Assume that the API URL is https://example.com/v1/infers/937cabe5-d673-47f1-9e7c-2b4de06*****/{endpoint}. The {endpoint} parameter only supports the following APIs:

  • /v1/chat/completions
  • /v1/models

Notes:

  • /v1/models does not need a request body for GET requests. However, /v1/chat/completions requires the POST method and a JSON request body.
  • The common request header is Authorization: Bearer YOUR_API_KEY. For POST requests, Content-Type: application/json is also required.
Table 5 APIs

Type/API

/v1/models

/v1/chat/completions

Request method

GET

POST

Usage

Obtains the list of supported models.

Chats with users.

Request body

No request body is needed. Just add the authentication information to the request header.

  • model: identifier of the model used.
  • messages: an array of messages.
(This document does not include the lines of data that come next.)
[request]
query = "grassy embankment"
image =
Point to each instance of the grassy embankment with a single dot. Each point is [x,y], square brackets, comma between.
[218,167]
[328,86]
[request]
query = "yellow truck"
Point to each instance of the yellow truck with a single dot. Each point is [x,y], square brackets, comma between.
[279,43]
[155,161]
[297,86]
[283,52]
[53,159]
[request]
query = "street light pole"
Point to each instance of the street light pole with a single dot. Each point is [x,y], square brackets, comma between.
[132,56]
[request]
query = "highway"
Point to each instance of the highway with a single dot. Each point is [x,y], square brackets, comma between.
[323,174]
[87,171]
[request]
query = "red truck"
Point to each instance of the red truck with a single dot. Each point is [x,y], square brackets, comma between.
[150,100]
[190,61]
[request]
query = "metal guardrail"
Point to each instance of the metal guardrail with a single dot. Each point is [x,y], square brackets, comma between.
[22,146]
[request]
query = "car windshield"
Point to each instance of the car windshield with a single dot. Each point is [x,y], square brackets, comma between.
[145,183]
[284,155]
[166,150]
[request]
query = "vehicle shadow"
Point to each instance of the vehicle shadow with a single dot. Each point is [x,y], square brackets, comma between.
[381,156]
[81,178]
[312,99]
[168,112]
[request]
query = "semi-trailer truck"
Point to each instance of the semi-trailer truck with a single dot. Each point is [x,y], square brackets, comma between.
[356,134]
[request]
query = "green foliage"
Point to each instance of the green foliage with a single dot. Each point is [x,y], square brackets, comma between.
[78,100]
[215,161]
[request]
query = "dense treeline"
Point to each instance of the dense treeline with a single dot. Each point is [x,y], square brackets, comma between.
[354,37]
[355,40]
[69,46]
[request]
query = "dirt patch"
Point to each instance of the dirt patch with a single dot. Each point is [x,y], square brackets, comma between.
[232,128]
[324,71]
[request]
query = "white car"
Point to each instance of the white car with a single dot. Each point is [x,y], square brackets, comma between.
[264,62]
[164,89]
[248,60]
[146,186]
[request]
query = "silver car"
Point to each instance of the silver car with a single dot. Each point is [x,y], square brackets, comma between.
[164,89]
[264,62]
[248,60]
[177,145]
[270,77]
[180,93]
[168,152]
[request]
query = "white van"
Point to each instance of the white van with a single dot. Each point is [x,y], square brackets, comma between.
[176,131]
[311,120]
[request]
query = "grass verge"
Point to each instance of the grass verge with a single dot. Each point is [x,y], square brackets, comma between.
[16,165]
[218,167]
Each message must contain role (for example, user or assistant) and content.
  • Optional parameters like temperature and max_tokens control the diversity and length of the output.

Example request

GET https://example.com/v1/infers/937cabe5-d673-47f1-9e7c-2b4de06*****/v1/models HTTP/1.1
Authorization: Bearer YOUR_API_KEY
POST https://example.com/v1/infers/937cabe5-d673-47f1-9e7c-2b4de06*****/v1/chat/completions HTTP/1.1
Content-Type: application/json
Authorization: Bearer YOUR_API_KEY

{
  "model": "******",
  "messages": [
    {"role": "user", "content": "Hello, how are you?"}
  ],
  "temperature": 0.7
}

Response example

{
  "data": [
    {
      "id": "******",
      "description": "Next-generation foundation model"
    },
    {
      "id": "******",
      "description": "Cost-effective alternative solution"
    }
  ]
}
{
  "id": "******",
  "object": "chat.completion",
  "choices": [
    {
      "index": 0,
      "message": {"role": "assistant", "content": "I'm doing well, thank you! How can I help you today?"}
    }
  ],
  "usage": {
    "prompt_tokens": 15,
    "completion_tokens": 25,
    "total_tokens": 40
  }
}

FAQs

How Long Does It Take for an API Key to Become Valid After It Is Created in MaaS?

A MaaS API key becomes valid a few minutes after creation.